Codestral 2508 vs Gemini 2.5 Flash Lite
Gemini 2.5 Flash Lite is the better pick for general-purpose, multilingual, and persona-sensitive workloads — it wins 5 of 12 benchmarks in our testing and is substantially cheaper ($0.10/$0.40 vs $0.30/$0.90 per 1k tokens). Codestral 2508 is the practical choice when strict structured-output compliance matters (Codestral scores 5 vs 4 on structured_output) but it costs ~2.25× more.
mistral
Codestral 2508
Benchmark Scores
External Benchmarks
Pricing
Input
$0.300/MTok
Output
$0.900/MTok
modelpicker.net
Gemini 2.5 Flash Lite
Benchmark Scores
External Benchmarks
Pricing
Input
$0.100/MTok
Output
$0.400/MTok
modelpicker.net
Benchmark Analysis
Across our 12-test suite: • Gemini 2.5 Flash Lite wins 5 tests in our testing: strategic_analysis (3 vs 2), constrained_rewriting (4 vs 3), creative_problem_solving (3 vs 2), persona_consistency (5 vs 3), and multilingual (5 vs 4). For example, Gemini’s constrained_rewriting ranks 6 of 53 (tied with 24 others), while Codestral ranks 31 of 53 — meaning Gemini is materially better for compression-under-limits tasks. • Codestral 2508 wins 1 test: structured_output (5 vs 4). Codestral’s structured_output is tied for 1st of 54 models, so it’s the safer bet when strict JSON/schema adherence is required. • Ties (no clear winner) in our testing: tool_calling (5 vs 5), faithfulness (5 vs 5), classification (3 vs 3), long_context (5 vs 5), safety_calibration (1 vs 1), and agentic_planning (4 vs 4). Notably both models score 5 on long_context (tied for 1st), so retrieval and >30K-token tasks are handled well by either. • Safety calibration is low for both (1) in our testing, so neither should be relied on as a primary safety filter. In short: Gemini is stronger on multilingual, persona, strategy and creative tasks; Codestral is the specialist for format-accurate structured outputs.
Pricing Analysis
Prices (per 1,000 tokens): Codestral 2508 input $0.30 / output $0.90; Gemini 2.5 Flash Lite input $0.10 / output $0.40. Using a simple 50/50 input-output split, monthly totals: • 1M tokens ≈ Codestral $600 vs Gemini $250. • 10M tokens ≈ Codestral $6,000 vs Gemini $2,500. • 100M tokens ≈ Codestral $60,000 vs Gemini $25,000. The priceRatio in the payload is 2.25, so Codestral costs ~2.25× more for the same token mix. Teams building high-volume products, LLM-powered pipelines, or low-margin apps should favor Gemini to cut running costs; teams that require near-perfect schema/JSON compliance should evaluate whether Codestral’s higher cost is justified by its structured_output advantage.
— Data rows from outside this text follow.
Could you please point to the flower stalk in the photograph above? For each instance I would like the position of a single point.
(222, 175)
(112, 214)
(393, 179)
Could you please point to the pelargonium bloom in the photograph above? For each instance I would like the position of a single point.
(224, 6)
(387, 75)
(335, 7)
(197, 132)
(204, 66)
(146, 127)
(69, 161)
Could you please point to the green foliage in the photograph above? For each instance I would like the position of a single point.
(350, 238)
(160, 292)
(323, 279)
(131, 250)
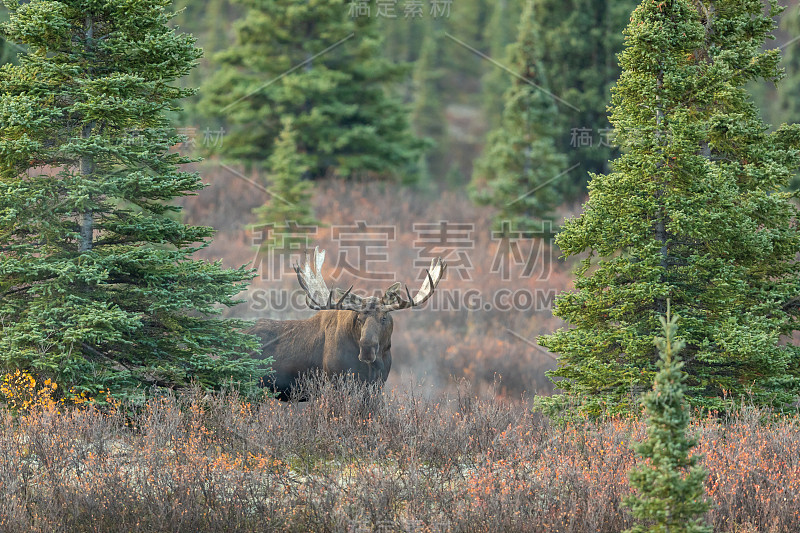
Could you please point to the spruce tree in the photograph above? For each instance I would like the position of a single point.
(499, 35)
(98, 288)
(290, 194)
(671, 495)
(321, 64)
(788, 104)
(693, 211)
(520, 162)
(428, 117)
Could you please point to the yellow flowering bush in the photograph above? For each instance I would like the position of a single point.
(20, 391)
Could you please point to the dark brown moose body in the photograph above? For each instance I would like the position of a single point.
(350, 335)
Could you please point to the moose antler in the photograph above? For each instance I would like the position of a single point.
(317, 294)
(433, 276)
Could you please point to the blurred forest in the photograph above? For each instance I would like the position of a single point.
(452, 60)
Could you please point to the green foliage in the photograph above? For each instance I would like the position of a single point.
(693, 211)
(670, 488)
(322, 67)
(98, 289)
(517, 172)
(290, 194)
(499, 35)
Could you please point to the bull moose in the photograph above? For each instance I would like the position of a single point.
(350, 335)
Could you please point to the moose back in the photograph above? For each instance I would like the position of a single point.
(350, 334)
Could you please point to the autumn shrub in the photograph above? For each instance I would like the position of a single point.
(412, 459)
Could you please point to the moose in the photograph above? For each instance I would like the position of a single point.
(351, 335)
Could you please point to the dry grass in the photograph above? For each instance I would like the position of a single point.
(354, 460)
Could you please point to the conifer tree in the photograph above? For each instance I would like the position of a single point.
(321, 64)
(290, 194)
(428, 117)
(671, 495)
(98, 288)
(520, 159)
(580, 40)
(693, 211)
(788, 104)
(499, 35)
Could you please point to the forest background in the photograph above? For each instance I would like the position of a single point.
(455, 63)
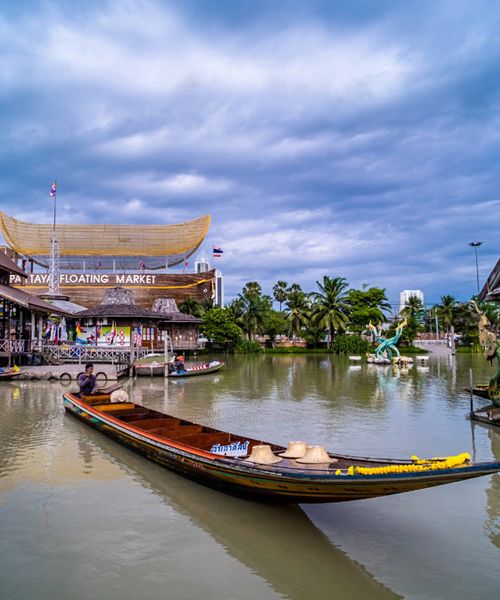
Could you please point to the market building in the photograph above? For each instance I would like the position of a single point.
(99, 257)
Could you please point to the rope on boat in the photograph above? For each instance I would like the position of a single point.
(431, 464)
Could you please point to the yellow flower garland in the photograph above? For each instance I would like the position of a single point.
(418, 465)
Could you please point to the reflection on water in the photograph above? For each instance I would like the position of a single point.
(280, 544)
(70, 496)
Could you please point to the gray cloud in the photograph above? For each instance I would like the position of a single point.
(358, 140)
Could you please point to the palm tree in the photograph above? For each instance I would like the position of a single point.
(280, 292)
(411, 312)
(252, 308)
(330, 310)
(297, 305)
(446, 311)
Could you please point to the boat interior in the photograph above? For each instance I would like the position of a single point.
(173, 428)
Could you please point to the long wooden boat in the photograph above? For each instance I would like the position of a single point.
(488, 414)
(482, 390)
(203, 369)
(223, 460)
(8, 374)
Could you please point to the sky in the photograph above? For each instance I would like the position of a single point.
(351, 139)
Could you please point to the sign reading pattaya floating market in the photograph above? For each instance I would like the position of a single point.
(88, 289)
(89, 279)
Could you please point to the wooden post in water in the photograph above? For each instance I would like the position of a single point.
(471, 392)
(165, 339)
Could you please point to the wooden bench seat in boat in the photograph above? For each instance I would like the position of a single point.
(111, 408)
(96, 398)
(175, 433)
(204, 441)
(149, 424)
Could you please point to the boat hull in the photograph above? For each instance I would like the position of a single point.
(193, 372)
(264, 482)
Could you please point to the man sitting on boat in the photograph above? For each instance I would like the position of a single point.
(87, 381)
(179, 365)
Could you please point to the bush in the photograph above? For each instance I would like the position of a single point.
(350, 344)
(247, 347)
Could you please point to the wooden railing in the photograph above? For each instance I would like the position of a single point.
(15, 346)
(80, 354)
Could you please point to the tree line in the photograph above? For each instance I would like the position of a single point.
(334, 315)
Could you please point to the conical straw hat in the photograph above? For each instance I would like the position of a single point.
(295, 450)
(316, 455)
(119, 396)
(263, 455)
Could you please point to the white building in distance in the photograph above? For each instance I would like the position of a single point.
(202, 266)
(405, 296)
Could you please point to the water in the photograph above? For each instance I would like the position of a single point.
(81, 517)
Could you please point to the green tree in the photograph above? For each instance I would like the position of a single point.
(446, 311)
(280, 292)
(219, 328)
(297, 309)
(367, 305)
(274, 325)
(411, 312)
(330, 309)
(253, 307)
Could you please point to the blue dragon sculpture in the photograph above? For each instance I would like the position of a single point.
(387, 346)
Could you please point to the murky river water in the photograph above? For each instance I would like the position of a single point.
(81, 517)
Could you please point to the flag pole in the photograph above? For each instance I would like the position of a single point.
(54, 193)
(54, 250)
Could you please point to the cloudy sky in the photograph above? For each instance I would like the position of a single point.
(357, 139)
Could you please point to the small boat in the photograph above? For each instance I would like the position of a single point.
(202, 369)
(488, 414)
(246, 467)
(8, 374)
(152, 364)
(482, 390)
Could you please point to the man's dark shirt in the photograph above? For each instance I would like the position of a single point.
(87, 383)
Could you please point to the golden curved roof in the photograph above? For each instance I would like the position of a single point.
(106, 240)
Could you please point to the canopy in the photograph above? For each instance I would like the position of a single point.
(138, 246)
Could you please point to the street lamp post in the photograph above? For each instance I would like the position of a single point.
(476, 245)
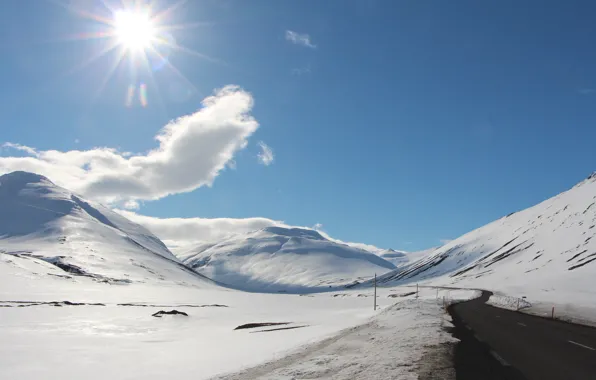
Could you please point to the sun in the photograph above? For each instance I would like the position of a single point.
(134, 31)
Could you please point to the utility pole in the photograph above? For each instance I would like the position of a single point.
(375, 297)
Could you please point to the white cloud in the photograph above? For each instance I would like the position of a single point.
(192, 150)
(299, 39)
(179, 233)
(301, 70)
(266, 156)
(20, 147)
(187, 230)
(131, 205)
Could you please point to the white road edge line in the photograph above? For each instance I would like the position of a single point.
(499, 358)
(581, 345)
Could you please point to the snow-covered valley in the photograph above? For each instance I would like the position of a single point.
(56, 246)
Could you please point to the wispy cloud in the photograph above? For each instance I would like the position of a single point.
(19, 147)
(191, 152)
(131, 205)
(301, 70)
(266, 156)
(299, 39)
(184, 231)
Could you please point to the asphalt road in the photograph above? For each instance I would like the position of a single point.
(503, 344)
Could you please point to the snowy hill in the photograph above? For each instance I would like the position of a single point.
(46, 231)
(547, 251)
(283, 259)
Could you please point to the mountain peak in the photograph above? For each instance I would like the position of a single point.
(590, 178)
(294, 232)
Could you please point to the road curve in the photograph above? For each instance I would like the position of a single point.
(502, 344)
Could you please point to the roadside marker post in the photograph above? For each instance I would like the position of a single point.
(375, 296)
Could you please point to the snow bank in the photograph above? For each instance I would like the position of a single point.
(509, 303)
(391, 346)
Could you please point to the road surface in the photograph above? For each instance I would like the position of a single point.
(503, 344)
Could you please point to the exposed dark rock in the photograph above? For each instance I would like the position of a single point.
(264, 324)
(171, 312)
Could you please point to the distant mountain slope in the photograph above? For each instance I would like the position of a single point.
(548, 248)
(46, 231)
(283, 259)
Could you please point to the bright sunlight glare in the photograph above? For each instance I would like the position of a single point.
(134, 30)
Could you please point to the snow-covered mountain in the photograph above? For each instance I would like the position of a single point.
(283, 259)
(541, 251)
(46, 231)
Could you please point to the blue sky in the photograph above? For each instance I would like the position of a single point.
(393, 123)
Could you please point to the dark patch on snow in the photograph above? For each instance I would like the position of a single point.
(149, 305)
(263, 324)
(50, 303)
(581, 253)
(582, 264)
(280, 328)
(401, 295)
(161, 313)
(509, 252)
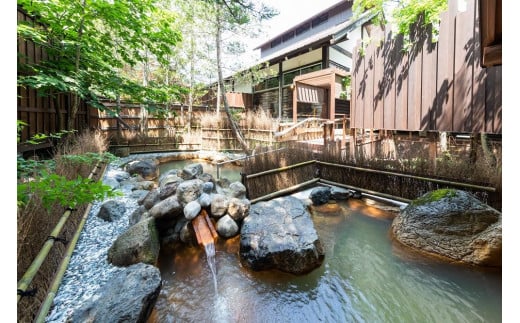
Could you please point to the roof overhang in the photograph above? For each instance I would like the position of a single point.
(331, 35)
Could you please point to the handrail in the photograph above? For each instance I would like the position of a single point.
(28, 276)
(296, 125)
(241, 158)
(434, 180)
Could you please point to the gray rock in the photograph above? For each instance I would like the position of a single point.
(219, 205)
(140, 243)
(227, 227)
(111, 210)
(151, 199)
(238, 209)
(168, 208)
(168, 190)
(112, 182)
(320, 195)
(188, 191)
(191, 171)
(148, 168)
(139, 195)
(139, 214)
(340, 194)
(169, 180)
(279, 234)
(191, 210)
(205, 200)
(207, 187)
(129, 296)
(238, 190)
(452, 224)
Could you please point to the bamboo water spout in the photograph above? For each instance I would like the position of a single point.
(204, 229)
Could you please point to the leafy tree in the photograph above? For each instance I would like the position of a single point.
(231, 16)
(403, 14)
(90, 42)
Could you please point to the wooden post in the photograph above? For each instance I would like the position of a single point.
(344, 132)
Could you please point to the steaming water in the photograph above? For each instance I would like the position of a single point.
(364, 278)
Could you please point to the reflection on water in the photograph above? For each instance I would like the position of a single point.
(362, 279)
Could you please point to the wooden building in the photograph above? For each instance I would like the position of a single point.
(306, 65)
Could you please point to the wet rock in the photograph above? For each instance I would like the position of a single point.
(191, 210)
(129, 296)
(169, 208)
(320, 195)
(140, 243)
(205, 200)
(452, 224)
(238, 209)
(147, 168)
(168, 190)
(279, 234)
(139, 214)
(111, 210)
(227, 227)
(238, 190)
(191, 171)
(151, 199)
(219, 205)
(188, 191)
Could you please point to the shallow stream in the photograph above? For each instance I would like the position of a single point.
(364, 278)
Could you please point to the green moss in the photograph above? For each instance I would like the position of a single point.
(434, 196)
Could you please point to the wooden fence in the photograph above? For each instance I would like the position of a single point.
(435, 86)
(43, 113)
Real-World Cost Comparison
Bottom Line
Choose Codestral 2508 if: • You need top-ranked structured_output (5/5, tied for 1st) and schema/JSON compliance is mission-critical. • You prioritize low-latency, high-frequency coding workflows per the model description, and can accept ~2.25× higher token costs. Choose Gemini 2.5 Flash Lite if: • You want the best price-performance for general-purpose, multilingual, persona-driven, strategic, or creative tasks (Gemini wins 5 of 12 benchmarks in our testing). • You need multimodal input support or very large context windows (Gemini’s modality & 1,048,576 context). Gemini also substantially lowers operating costs at scale.
How We Test
We test every model against our 12-benchmark suite covering tool calling, agentic planning, creative problem solving, safety calibration, and more. Each test is scored 1–5 by an LLM judge. Read our full methodology.